The first thing that hits one after landing back from a stint abroad is the abundance of people. This mass of humanity is visible right outside the exit gates of the swanky Bangalore international airport and carries through on the ride out on the highway where the airport traffic merges with commuters and is magnified as one approaches Hebbal flyover into the city.
After making annual trips back to my hometown from my adopted homeland in America, I recently took a conscious decision to spend an extended period of time in Bangalore. My family story is not atypical of that of scores of other NRIs – aging parents unable to manage on their own due to flailing health, yearning for their offspring’s to be around. Rather than contributing to the emerging market of “old age” homes in India by coaxing my parents to spend their sunset years in one such institution, I thought spending quality time with them was more valuable. Thus my wife, son and I find ourselves back in the bedroom in a home where I spent college years.
Welcome back to the concrete jungle that Bangalore has become, I thought to myself after landing back recently. This feeling begun to grow on me during the past few weeks in which I have enjoyed all modes of transportation starting with local autos, using my iPhone to hail Ola cabs, the extremely efficient, but overcrowded namma-metro from MG road to Majestic and even took a ride on BMTC bus before managing to maneuver my dad’s old Maruti 800 on the congested four-kilometer drive to Malleshwaram and back.
My parents live in a house my dad build on a rather nice corner plot nearly three decades ago. Located close to the popular Ramiah Hospital and college complex, my parents continued to live here as “empty nesters” after my brother and I migrated abroad. And over the years the house continued to be a sanctuary during my relocations across the globe; a place I would come back for periodic R&R.
During my annual trips, I began encountering gradual changes around the neighborhood – a new multistory flat next door, the multi-story girl’s hostel opposite and a series restaurants cafĂ© and pubs on the main road behind our house. At some point in the recent past, motorists driving from the congested New BEL road a block away to the 80-feet road behind our house realized that the side-road was a nice “bypass” from the signal light, which could speed up their commute by a few minutes. And thus the quiet road in front of the house became a noisy thoroughfare.
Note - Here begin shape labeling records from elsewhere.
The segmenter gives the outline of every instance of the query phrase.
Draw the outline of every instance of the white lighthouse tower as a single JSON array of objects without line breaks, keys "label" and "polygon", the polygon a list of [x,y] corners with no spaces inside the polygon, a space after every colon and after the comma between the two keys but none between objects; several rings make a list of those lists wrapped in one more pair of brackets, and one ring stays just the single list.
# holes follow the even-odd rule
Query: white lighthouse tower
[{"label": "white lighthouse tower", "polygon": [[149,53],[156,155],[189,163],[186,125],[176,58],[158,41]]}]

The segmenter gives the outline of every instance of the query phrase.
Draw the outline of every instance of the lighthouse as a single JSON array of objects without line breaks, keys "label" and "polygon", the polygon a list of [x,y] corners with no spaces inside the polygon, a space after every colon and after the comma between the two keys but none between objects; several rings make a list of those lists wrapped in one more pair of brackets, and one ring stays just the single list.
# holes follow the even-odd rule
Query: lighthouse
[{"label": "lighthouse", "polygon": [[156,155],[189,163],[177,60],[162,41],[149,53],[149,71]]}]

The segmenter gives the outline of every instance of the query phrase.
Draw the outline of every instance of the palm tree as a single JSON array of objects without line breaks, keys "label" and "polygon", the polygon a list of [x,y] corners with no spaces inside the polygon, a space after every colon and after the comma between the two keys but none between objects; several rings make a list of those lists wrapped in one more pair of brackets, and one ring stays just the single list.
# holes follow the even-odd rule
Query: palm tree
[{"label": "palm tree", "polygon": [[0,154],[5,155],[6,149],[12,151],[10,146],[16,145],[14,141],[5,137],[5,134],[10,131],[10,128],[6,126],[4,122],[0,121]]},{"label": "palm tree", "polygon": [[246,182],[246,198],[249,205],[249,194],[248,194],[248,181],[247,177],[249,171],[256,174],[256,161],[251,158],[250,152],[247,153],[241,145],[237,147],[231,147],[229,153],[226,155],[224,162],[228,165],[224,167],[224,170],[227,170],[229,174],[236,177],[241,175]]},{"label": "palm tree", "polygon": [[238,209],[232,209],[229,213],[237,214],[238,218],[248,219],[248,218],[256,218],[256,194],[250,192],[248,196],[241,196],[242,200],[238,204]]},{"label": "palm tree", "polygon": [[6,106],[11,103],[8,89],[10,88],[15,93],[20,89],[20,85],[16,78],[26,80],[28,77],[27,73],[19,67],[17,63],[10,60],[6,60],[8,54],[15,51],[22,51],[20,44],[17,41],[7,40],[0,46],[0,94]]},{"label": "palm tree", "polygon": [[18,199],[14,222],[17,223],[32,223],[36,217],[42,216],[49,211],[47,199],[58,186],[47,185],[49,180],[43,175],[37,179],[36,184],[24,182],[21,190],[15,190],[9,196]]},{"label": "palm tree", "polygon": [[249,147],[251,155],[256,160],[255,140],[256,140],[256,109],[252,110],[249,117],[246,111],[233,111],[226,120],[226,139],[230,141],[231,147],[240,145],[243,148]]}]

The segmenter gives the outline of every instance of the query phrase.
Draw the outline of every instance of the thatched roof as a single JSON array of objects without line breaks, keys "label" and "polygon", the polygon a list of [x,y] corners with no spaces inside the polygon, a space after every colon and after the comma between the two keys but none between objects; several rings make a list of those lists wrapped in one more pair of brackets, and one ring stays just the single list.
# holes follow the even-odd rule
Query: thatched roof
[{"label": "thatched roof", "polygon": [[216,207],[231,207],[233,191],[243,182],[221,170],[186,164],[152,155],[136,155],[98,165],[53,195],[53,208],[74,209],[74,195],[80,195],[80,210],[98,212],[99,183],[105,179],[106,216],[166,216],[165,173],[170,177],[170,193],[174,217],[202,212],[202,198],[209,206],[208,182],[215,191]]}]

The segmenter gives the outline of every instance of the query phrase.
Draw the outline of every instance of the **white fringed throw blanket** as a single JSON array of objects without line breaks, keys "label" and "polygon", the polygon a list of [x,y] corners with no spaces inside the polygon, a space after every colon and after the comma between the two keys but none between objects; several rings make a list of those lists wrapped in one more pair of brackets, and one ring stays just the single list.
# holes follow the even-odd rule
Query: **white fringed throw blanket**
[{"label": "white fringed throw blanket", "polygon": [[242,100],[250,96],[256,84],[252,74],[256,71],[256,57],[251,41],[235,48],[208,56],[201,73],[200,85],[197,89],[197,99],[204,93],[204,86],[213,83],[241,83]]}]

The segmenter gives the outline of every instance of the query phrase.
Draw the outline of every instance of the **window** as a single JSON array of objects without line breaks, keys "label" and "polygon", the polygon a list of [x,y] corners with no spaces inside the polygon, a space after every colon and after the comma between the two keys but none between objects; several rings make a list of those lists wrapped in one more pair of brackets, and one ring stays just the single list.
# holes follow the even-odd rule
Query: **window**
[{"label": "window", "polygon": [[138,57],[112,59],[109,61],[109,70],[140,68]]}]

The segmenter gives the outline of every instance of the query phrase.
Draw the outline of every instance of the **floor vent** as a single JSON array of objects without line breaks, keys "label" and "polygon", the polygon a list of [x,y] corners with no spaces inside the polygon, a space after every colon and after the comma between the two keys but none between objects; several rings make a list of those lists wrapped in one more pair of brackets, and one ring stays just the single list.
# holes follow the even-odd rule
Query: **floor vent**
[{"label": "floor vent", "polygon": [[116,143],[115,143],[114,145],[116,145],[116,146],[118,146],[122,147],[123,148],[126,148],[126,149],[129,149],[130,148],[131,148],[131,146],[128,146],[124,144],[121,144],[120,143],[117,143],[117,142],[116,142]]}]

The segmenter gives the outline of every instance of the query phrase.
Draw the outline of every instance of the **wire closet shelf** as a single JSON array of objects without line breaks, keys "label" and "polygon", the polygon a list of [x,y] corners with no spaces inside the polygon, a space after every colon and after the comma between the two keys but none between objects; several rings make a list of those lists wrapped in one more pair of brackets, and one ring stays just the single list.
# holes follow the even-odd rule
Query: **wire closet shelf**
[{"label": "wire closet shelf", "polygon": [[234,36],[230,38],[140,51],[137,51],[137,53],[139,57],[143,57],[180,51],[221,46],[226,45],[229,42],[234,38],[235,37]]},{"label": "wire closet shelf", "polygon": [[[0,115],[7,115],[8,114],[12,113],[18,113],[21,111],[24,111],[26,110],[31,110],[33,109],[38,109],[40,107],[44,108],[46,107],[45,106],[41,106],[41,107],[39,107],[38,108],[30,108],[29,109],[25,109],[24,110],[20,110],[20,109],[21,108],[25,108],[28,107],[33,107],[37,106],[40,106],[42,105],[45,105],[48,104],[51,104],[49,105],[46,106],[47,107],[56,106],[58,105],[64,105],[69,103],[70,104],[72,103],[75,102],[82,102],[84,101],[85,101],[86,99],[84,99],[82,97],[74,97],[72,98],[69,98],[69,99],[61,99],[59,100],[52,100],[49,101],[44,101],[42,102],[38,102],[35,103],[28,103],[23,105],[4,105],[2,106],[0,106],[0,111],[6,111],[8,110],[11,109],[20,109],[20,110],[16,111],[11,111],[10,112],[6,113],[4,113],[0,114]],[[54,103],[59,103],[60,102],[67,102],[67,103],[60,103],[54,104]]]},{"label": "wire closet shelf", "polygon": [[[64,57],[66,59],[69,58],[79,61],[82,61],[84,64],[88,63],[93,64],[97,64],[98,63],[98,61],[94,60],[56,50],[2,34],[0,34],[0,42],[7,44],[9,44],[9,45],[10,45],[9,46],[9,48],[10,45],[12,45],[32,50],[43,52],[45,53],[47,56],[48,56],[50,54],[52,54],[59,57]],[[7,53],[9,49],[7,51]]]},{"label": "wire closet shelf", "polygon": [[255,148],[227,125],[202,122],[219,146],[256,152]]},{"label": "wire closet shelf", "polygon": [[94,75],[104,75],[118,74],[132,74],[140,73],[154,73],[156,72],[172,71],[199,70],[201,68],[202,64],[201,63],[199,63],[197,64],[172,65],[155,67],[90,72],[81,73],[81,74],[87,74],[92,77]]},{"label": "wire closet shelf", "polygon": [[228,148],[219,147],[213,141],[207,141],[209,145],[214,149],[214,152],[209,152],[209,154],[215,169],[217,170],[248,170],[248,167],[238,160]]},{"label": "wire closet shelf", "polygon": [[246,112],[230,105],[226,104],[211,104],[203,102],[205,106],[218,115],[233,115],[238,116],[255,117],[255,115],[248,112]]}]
What about zoning regulations? I naively mused with my dad the other day and he began laughing. “Welcome back to India, the land of zone-less urban development” my dad joked. He explained that years ago when the first-multistory hostel was being built across the road, a few neighbors petitioned the local city councilor to intervene. For obvious reasons, the petition went nowhere. And soon, the neighbors got wise to the power of money: the land they were living on was appreciating, thanks to the rapid commercialization around and they began selling out to cash-in.
As far as my parents go, they have managed to cope with all the changes and developments around the best they can. At one level it feels like being the proverbial frog in a warming kettle that may soon come to a boil. With rapid commercialization and increasing buildup of traffic and haphazard parking around
the corner house, it is hard to even back out the family car from the driveway without a dozen cars, bikes and autos honking around. Behind our house on the main road there is now a “high end” liquor store that brings a steady assortment of drunks and wannabe drunks, some of whom recklessly pee on our boundary wall with gay abandon. Note to self: do an ROI of hiring a security guard to ward off drunks pissing on the walls nearby, vs just tolerating it.
Having lived in western cities for scores of years where zoning and dictates of city planners are respected, I am conflicted about our future in a zone-less neighborhood rapidly losing a livable feel. Having spent the good part of the past three decades in this neighborhood, my parents may not adapt to change that comes with moving into a soulless apartment in a gated community.
On one hand, I feel that I should let them enjoy the sunset years in the “home” with the background noise and din. On the other hand, I also feel that I need to work hard to ward off the prying eyes of commercial vultures circling around the “golden egg”. Just the other day, a cab driver who dropped me back home gave a bit of unsolicited advice: “why not tear down this old house and build a multi-story complex and earn some neat income, sir?”